[The Cuckoo Clock by Mrs. Molesworth]@TWC D-Link bookThe Cuckoo Clock CHAPTER I 12/15
"May I smell it whenever I like, Aunt Grizzel ?" "We shall see," replied her aunt.
"It isn't _every_ little girl, you know, that we could trust to come into the great saloon alone." "No," said Griselda meekly. Miss Grizzel led the way to a door opposite to that by which they had entered.
She opened it and passed through, Griselda following, into a small ante-room. "It is on the stroke of ten," said Miss Grizzel, consulting her watch; "now, my dear, you shall make acquaintance with our cuckoo." The cuckoo "that lived in a clock!" Griselda gazed round her eagerly. Where was the clock? She could see nothing in the least like one, only up on the wall in one corner was what looked like a miniature house, of dark brown carved wood.

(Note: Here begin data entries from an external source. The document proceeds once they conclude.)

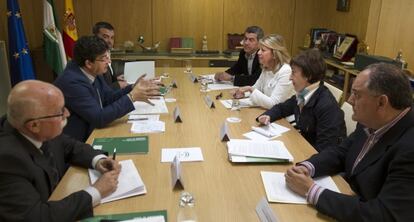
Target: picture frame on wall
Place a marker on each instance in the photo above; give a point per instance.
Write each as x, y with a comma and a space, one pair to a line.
342, 5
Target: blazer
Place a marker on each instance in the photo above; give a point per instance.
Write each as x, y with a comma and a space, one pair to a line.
383, 180
240, 72
26, 182
321, 121
111, 76
82, 100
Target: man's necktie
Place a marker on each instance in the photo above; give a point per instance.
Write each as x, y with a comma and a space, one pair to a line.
94, 84
51, 166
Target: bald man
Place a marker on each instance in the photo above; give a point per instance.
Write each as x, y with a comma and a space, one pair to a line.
34, 155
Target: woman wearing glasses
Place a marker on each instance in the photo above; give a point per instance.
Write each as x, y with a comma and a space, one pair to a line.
273, 85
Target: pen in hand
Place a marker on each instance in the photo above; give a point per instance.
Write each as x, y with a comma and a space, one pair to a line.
114, 154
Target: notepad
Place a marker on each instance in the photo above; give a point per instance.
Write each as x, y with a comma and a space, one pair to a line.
134, 70
145, 108
128, 216
271, 130
123, 145
277, 190
258, 151
129, 182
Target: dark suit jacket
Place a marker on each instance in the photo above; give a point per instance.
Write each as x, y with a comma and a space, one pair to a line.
383, 181
26, 182
111, 77
82, 100
321, 121
241, 73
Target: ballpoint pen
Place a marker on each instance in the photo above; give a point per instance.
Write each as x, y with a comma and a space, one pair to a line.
114, 154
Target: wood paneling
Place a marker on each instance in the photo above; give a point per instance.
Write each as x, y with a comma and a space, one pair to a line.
352, 22
394, 32
188, 18
130, 18
273, 16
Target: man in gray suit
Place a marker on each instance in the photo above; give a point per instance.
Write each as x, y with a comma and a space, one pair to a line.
34, 156
114, 77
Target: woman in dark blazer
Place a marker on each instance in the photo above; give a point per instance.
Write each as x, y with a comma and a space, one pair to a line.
318, 116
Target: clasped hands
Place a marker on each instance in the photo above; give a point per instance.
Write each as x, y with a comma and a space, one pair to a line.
298, 179
108, 182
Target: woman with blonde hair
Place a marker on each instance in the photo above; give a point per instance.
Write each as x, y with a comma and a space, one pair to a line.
273, 86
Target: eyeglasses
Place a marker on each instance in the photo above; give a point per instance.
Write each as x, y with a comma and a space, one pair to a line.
47, 117
104, 58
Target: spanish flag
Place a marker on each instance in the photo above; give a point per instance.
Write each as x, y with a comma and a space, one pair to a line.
70, 34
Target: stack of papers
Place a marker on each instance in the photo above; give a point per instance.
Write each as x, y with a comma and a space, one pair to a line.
218, 85
258, 151
133, 117
134, 70
277, 190
265, 133
129, 182
148, 126
145, 108
244, 103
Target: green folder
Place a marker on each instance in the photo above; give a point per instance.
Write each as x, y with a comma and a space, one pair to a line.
123, 145
128, 216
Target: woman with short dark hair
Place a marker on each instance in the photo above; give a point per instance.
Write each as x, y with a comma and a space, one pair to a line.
317, 114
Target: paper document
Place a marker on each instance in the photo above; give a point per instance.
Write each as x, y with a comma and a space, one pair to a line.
244, 103
129, 182
270, 130
265, 149
258, 137
135, 117
218, 85
148, 126
184, 154
147, 219
277, 190
134, 70
145, 108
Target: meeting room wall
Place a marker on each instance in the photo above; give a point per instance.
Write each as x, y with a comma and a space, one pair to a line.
381, 22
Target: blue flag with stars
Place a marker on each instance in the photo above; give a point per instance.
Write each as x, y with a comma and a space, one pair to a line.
21, 67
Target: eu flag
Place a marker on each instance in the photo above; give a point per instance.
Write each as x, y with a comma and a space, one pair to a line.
21, 67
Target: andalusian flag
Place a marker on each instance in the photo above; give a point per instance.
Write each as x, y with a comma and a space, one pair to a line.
52, 38
70, 34
21, 67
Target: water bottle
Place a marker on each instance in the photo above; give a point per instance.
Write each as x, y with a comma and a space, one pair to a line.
186, 213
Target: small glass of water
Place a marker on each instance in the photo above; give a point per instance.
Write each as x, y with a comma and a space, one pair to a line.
186, 212
204, 85
188, 66
165, 70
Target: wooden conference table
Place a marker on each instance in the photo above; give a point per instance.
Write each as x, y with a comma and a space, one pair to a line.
223, 191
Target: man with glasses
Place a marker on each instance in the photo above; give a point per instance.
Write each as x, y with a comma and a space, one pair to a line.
89, 99
114, 76
247, 69
34, 156
377, 158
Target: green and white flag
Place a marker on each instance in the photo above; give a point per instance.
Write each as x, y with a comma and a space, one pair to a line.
52, 39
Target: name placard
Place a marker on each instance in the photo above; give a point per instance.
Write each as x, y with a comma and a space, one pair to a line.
176, 114
209, 102
224, 132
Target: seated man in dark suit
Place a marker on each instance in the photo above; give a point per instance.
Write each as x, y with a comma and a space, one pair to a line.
34, 155
89, 99
247, 69
114, 76
377, 158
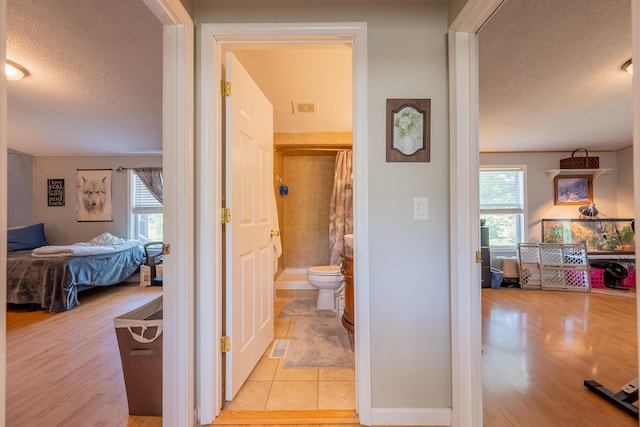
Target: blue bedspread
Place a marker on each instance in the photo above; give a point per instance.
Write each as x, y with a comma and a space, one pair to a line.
54, 283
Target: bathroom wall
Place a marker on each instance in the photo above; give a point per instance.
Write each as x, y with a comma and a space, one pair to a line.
303, 214
305, 225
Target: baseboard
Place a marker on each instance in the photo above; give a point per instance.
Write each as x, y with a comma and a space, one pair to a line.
440, 417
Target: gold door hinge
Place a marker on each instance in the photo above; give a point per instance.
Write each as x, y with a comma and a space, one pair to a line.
225, 88
225, 215
225, 344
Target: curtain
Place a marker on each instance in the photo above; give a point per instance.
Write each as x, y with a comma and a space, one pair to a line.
341, 207
152, 179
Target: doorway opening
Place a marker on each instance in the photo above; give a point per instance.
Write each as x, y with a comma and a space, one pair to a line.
224, 37
284, 74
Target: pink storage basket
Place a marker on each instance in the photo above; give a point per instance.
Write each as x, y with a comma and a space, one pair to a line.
630, 280
596, 276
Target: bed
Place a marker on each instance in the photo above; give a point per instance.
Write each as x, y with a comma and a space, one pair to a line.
52, 276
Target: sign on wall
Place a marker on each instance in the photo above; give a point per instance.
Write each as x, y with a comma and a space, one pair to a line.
55, 192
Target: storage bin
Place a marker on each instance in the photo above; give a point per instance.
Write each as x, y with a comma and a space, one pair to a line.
496, 278
139, 334
596, 276
585, 162
630, 280
145, 274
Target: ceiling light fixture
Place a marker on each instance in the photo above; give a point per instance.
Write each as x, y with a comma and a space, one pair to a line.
14, 71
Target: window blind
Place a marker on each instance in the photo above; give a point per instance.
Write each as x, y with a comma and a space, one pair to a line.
502, 190
142, 200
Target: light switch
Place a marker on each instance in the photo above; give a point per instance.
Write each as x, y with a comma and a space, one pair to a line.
420, 208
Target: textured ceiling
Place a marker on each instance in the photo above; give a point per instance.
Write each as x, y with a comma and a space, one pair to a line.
95, 77
550, 78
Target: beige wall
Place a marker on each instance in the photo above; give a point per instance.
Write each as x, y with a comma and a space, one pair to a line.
408, 260
303, 214
20, 188
61, 226
625, 183
305, 226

It was not so _very_ like a house, but it certainly had a roof--a roof with deep projecting eaves; and, looking closer, yes, it _was_ a clock, after all, only the figures, which had once been gilt, had grown dim with age, like everything else, and the hands at a little distance were hardly to be distinguished from the face. Miss Grizzel stood perfectly still, looking up at the clock; Griselda beside her, in breathless expectation.
Presently there came a sort of distant rumbling.